Op 5 juli jl. oordeelde de kortgedingrechter dat dit bedrijf de cao juist toepast
en niet onaanvaardbaar handelt door van werknemers te verlangen deze minuren later in
te halen. Hierbij acht de rechter relevant dat het inroosteren in goed overleg met
de werknemers gebeurt. Na de uitspraak heeft het bedrijf een afspraak gemaakt met
de vakbonden die de betreffende cao gesloten hadden om een deel van de minuren die
werknemers hadden opgebouwd kwijt te schelden. In een eerdere rechtszaak bij een bedrijf
in de metaalsector heeft de rechter overigens geoordeeld dat het verrekenen van minuren
in dat geval niet is toegestaan. Naast deze rechtszaken vindt het inhalen van minuren
terwijl het bedrijf NOW-steun heeft ontvangen momenteel plaats bij verschillende bedrijven
in de sectoren metaalsector, horeca, detailhandel, beveiliging en zwembaden.

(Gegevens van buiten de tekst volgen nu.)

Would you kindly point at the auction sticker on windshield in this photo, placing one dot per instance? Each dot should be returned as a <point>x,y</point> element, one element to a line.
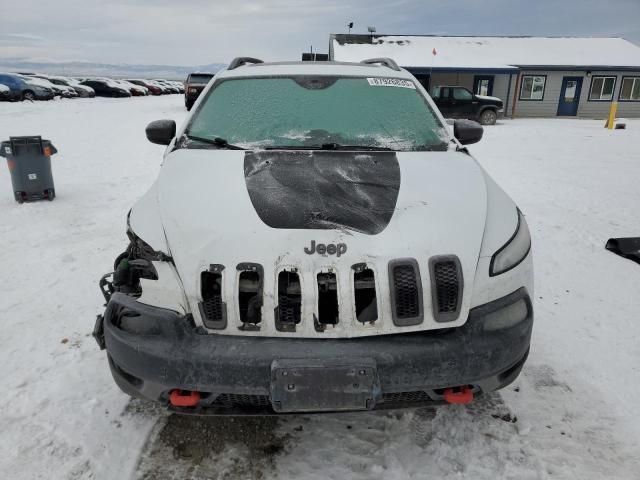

In uitvoering van de motie is afgelopen maanden met sociale partners verenigd in de
Stichting van de Arbeid gesproken. Daarbij is gezocht naar een balans tussen de oproep
van de Kamer enerzijds en de uitspraak van de rechter anderzijds. De rechter heeft
in de uitspraak op 5 juli jl. aangegeven dat het in deze specifieke situatie juridisch is toegestaan. Dat het in sommige
situaties juridisch is toegestaan om minuren te verrekenen laat onverlet dat de Kamer
heeft uitgesproken het ongewenst te vinden dat werknemers buiten hun wil om tijdens
de coronacrisis (bijvoorbeeld door gedwongen bedrijfssluiting) minuren opbouwen en
dat werkgevers deze werknemers verplichten om deze minuren later in te halen, terwijl
deze werkgevers wel overheidssteun ontvangen om de lonen door te betalen tijdens deze
coronacrisis. De Kamer heeft daarom de werkgevers dan ook opgeroepen dit niet te doen
en ook minuren van werknemers niet op een andere wijze te verrekenen.
Alle partijen in de Stichting zijn het erover eens dat een conflict over de toepassing
van cao-bepalingen het beste kan worden opgelost in onderling overleg tussen werkgevers
en werknemers. Partijen konden het echter niet eens worden over een gezamenlijk moreel
appel dat er geen minuren worden ingehaald als het bedrijf NOW-steun heeft ontvangen.
Daarom hebben zij afgezien van een gezamenlijke verklaring.
Ik hecht aan de uitvoering van de motie van de Kamer om werkgevers op te roepen werknemers
geen minuren te laten opbouwen als er NOW-steun wordt ontvangen en deze minuren niet op een andere wijze te verrekenen. Tegelijkertijd
steun ik van harte dat werkgevers en werknemers samen in gesprek gaan om te kijken
wat er binnen de bedrijven mogelijk is om goed uit de crisis te komen.
Ik doe daarom een appel aan werkgevers om prudent om te gaan met het later inhalen
van uren die tijdens de NOW-periode opgebouwd in gevallen waarin dit juridisch is
toegestaan. Ik hecht eraan dat sociale partners hier op decentraal niveau gezamenlijk
goede afspraken over maken, en dat deze roosters alleen in overleg met de werknemers
worden vastgesteld. Hierdoor wordt voorkomen dat werknemers persoonlijk in de problemen
komen, bijvoorbeeld met kinderopvang, terwijl zij buiten hun schuld minuren hebben
opgebouwd. Zo wordt voorkomen dat het gevoel ontstaat dat bedrijven voordelen halen
uit de NOW-regeling daar waar dat niet bedoeld is. We hebben immers als bedrijven,
werknemers en overheid gezamenlijk deze moeilijke situatie het hoofd geboden.